Review: This book helped to get me back on track with writing and the artist within me. I started a writing course in 1993 through the LongRidge Writers group. I paid nearly a thousand dollars to have a proven author criticize the punctuation and characterization methods of my writing. In the Right to Write, for less than $15.00 I learned that we each have an inherent right to write, to be artists. Julia Cameron has become my latest teacher. Her books, The Right to Write, The Artist's Way, and the Vein of Gold, have given me courage and Morning Pages have begun to awaken the writer and Artist Child in me. Thank you Julia Cameron.

Rating: 5 stars
Summary: Inspiration--and great gossip
Review: Until I read The Right to Write, I preferred to read about writing rather than actually do it. This book has become an inspiring friend -- Julia Cameron knows how to encourage the timid and soothe the perfectionist procrastinator. It works for me. And I'm almost embarrassed to add how much I love the personal information and teasers that Ms. Cameron adds to her essays -- the way she felt when her marriage to Scorsese ended due to his affair, and later marriage, to her former best friend, her discussion of moving away from a professional collaboration that no longer seems like the right fit. Does she mean Mark Bryan? Tim Wheater? Which of the two Davids that she cites in the acknowledgment is the one who faxed her constantly from Europe? And will they still be together by her next book? Who was the nasty Great Writer at her dinner party? It's great stuff and I love it all. Do not miss this book.

Rating: 5 stars
Summary: Essential
Review: If you want to know where to send what you write, buy Writers' Market. Go to seminars and workshops that editors attend. If you need an agent, go to the Literary Marketplace. But if you want to know about the spirit that moves writers to write, then buy this book and be grateful that Julia Cameron knows how to pass on her wisdom.

Rating: 2 stars
Summary: A feel-good book
Review: If you're the kind of writer who needs someone to hold your hand and give you "permission" to write then this book is fine. But after you have "permission" and you're sitting there waiting to write something someone will want to read, then read authors Marcia Yudkin and Donna Elizabeth Boetig. They provide both inspiration and information. Not only will you have "permission" to write but you'll know what to write and where to publish. These last two authors were the best I've ever read in the writing genre.

Rating: 5 stars
Summary: Julia encourages freedom and sanity at the same time.
Review: After I decided to commit to the writing life I found Ms. Cameron's book. I wasn't sure it was what I wanted because I believed I needed some more practical, concrete advice than she at first appeared to give. Thank goodness I bought the book anyway. I appreciate tremendously the fact that she encourages us to write, write, write no matter what, and to totally trust ourselves in the process. I have always been something of a rebel, wanting to do things my own way even if nobody else was doing it that way.
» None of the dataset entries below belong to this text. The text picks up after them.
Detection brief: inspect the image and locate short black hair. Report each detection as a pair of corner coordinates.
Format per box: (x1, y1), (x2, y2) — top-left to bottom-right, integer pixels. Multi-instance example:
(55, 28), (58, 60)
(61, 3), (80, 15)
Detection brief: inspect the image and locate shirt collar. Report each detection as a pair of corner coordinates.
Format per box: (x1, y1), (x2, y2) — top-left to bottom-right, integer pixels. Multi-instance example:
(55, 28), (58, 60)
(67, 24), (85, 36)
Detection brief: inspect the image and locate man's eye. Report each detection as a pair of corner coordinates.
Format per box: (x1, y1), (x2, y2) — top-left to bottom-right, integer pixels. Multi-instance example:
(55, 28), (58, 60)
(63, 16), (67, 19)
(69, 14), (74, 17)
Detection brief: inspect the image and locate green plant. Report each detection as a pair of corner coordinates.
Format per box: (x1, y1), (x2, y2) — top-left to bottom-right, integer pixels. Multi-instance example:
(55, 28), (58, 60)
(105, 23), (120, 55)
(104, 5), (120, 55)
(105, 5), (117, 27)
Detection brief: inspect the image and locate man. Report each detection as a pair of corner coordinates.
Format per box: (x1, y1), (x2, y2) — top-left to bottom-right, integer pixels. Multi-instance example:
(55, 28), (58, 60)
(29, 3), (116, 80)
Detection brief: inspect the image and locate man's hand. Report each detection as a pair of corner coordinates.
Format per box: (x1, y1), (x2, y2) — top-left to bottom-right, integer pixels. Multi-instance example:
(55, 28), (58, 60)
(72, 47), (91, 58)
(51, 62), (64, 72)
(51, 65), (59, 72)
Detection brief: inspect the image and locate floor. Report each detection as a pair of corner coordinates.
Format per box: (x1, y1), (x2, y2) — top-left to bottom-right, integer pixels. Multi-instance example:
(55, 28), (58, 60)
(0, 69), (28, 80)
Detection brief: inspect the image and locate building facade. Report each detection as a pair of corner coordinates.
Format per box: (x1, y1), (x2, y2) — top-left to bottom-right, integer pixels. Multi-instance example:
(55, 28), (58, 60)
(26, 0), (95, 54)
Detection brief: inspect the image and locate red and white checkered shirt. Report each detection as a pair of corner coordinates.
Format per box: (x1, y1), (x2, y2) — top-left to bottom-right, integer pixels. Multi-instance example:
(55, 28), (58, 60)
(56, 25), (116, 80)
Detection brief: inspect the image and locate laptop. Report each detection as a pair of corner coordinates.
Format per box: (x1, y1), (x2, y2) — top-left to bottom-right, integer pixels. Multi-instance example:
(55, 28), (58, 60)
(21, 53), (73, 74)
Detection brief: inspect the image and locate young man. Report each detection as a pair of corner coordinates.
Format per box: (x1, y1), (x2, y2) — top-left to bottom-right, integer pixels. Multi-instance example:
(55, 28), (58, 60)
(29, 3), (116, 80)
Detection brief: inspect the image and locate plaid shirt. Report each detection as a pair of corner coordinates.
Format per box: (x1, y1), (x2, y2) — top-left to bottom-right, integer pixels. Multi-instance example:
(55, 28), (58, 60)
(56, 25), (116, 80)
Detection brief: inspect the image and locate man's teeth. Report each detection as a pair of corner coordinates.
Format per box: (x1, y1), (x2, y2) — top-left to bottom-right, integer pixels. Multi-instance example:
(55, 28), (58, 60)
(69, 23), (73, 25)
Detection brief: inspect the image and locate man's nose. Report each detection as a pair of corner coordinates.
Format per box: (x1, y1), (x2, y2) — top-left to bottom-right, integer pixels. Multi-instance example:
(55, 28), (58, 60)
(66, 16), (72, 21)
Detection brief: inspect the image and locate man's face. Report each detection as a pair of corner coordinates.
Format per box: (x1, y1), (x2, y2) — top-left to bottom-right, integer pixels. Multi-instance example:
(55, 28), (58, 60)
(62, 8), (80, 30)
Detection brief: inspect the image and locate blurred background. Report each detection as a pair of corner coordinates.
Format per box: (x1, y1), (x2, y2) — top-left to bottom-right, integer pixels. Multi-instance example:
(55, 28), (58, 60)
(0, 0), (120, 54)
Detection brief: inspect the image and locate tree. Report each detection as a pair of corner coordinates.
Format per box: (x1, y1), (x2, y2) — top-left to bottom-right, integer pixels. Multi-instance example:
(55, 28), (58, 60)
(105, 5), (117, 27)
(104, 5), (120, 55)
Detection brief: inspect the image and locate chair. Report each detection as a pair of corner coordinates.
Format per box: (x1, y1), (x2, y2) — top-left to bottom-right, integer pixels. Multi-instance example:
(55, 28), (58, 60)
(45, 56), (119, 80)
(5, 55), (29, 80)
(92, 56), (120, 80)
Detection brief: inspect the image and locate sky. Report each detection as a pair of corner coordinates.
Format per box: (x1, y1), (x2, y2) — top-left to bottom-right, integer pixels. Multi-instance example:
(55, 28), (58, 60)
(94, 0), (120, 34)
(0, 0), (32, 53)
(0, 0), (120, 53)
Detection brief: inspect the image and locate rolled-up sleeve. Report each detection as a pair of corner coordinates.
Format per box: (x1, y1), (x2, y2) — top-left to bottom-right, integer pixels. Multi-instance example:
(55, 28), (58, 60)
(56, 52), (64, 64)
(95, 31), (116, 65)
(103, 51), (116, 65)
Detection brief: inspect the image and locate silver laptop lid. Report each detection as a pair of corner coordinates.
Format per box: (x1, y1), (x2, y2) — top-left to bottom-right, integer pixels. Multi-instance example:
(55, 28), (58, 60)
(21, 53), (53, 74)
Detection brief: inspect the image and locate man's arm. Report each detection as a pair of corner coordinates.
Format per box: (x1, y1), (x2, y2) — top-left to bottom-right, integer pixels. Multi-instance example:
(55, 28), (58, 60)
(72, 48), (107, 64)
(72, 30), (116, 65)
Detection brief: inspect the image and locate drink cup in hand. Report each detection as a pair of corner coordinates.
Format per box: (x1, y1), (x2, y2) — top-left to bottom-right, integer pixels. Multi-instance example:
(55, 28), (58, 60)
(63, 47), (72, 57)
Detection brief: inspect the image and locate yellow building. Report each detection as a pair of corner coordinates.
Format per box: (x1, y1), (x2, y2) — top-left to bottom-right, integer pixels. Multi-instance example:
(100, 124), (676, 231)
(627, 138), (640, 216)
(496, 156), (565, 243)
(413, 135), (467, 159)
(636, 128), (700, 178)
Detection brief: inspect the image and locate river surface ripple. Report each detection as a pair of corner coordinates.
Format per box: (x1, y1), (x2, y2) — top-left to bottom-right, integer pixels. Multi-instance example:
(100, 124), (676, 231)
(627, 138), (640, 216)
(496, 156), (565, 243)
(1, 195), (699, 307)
It takes a book like this to allow people to be their truest individual selves and to learn the most important lesson in writing and in life itself. We are valuable just as we are, and we can be successful with that because we trust that whoever we are is just right. No, she doesn't go into detail with how-to's which have served to intimidate and squelch some genius talents. She opens the door to find our own inner genius, and to let it out fearlessly. Thanks, Julia, for the reminder.